Yesterday I showed how we could query local parquet and delta files using pandas and deltalake. Although these libraries work, once you start loading big parquet files you see your system stall while your memory usage spikes.
A colleague suggested to give DuckDB a try. I never heard about it, but let’s discover it together.
What is DuckDB?
DuckDB is an in-process analytical database — think SQLite, but built for OLAP workloads instead of transactional ones. It runs entirely inside your Python process (no server to spin up, no connection string to manage) and is optimized for the kinds of queries data engineers run every day: large scans, aggregations, joins, and window functions over columnar data.
A few things that make it stand out:
- It reads files directly. You don't import data into DuckDB before querying it. You point it at a Parquet file, a folder of Parquet files, or a Delta table, and it queries them in place. No ETL step, no intermediate copy.
- It's columnar and vectorized. DuckDB processes data in column-oriented batches, which is exactly how Parquet stores data on disk. This alignment means it can read only the columns and row groups it needs, skipping the rest entirely — a technique called predicate pushdown.

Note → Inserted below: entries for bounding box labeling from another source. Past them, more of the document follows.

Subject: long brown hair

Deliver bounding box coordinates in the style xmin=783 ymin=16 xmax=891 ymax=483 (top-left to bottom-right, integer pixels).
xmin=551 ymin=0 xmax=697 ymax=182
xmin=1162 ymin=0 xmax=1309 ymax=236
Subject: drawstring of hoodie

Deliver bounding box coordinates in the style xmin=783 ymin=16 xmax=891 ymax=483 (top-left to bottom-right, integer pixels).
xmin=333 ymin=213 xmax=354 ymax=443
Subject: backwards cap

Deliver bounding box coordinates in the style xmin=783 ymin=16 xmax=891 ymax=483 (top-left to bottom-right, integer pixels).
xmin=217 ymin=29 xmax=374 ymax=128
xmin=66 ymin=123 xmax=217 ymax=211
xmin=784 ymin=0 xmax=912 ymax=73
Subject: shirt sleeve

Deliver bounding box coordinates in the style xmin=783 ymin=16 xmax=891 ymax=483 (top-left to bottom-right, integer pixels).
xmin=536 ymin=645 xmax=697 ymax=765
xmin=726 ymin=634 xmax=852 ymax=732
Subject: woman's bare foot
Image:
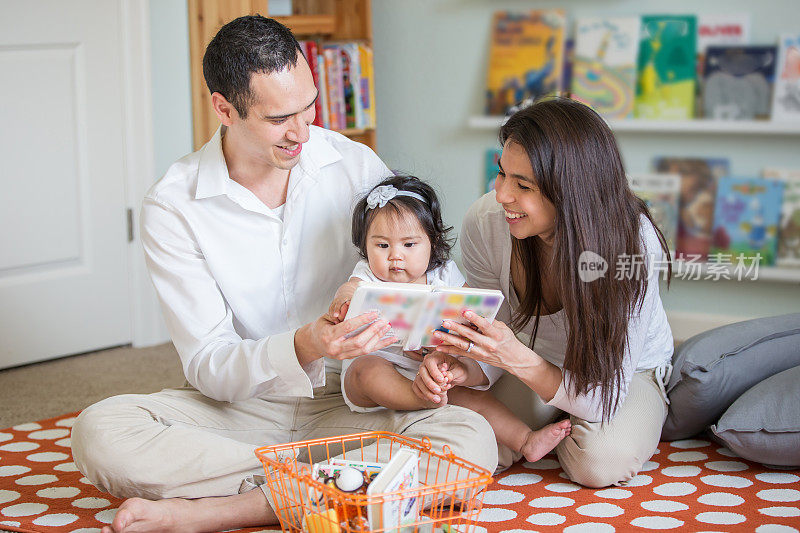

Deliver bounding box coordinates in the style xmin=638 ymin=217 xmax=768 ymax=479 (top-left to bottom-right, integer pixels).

- It's fast. Benchmarks consistently put DuckDB ahead of pandas and Spark for single-node analytical queries, often by a significant margin. It also parallelizes across your CPU cores automatically.
- It speaks standard SQL. No custom API to learn. If you know SQL, you know DuckDB.
Sounds great right?
Installation
pip install duckdb
That's it. No Docker, no JVM, no config files.
Querying local Parquet files
Once you have your OneLake files synced locally via OneLake File Explorer, they'll live somewhere like:
C:\Users\<you>\OneLake - <workspace>\<lakehouse>.Lakehouse\Tables\<table name>
DuckDB can query these directly. Note: use forward slashes in your SQL strings — backslashes cause issues.
import duckdb
# Query a single Parquet file
result = duckdb.query("""
SELECT *
FROM 'C:/Users/you/OneLake - MyWorkspace/MyLakehouse.Lakehouse/Tables/orders/part-00001.parquet'
LIMIT 5
""").df()
# Query all Parquet files in a folder using a glob
result = duckdb.query("""
SELECT *
FROM 'C:/Users/you/OneLake - MyWorkspace/MyLakehouse.Lakehouse/Tables/orders/*.parquet'
LIMIT 5
""").df()
The .df() at the end returns a pandas DataFrame, which is handy for further processing or display in a notebook.
Only read what you need
This is where DuckDB really earns its place in a data engineering toolkit. When you add a WHERE clause, DuckDB doesn't read the entire file and then filter — it uses the Parquet file's built-in metadata (row group statistics) to skip chunks of the file that can't possibly match your filter.
# DuckDB reads only the row groups that could contain status = 'shipped'
result = duckdb.query("""
SELECT customer_id, order_date, amount
FROM 'C:/Users/you/OneLake - MyWorkspace/MyLakehouse.Lakehouse/Tables/orders/*.parquet'
WHERE status = 'shipped'
AND order_date >= '2024-01-01'
""").df()
Similarly, if you only select a few columns, DuckDB reads only those columns off disk — not the full row. On a wide table with 50+ columns, this can reduce I/O by an order of magnitude.
Querying Delta Lake tables
Delta tables are stored as a folder of Parquet files plus a _delta_log/ transaction log. DuckDB supports Delta natively via the delta_scan function, which reads the transaction log to determine which files are part of the current table state.
table_path = "C:/Users/you/OneLake - MyWorkspace/MyLakehouse.Lakehouse/Tables/orders"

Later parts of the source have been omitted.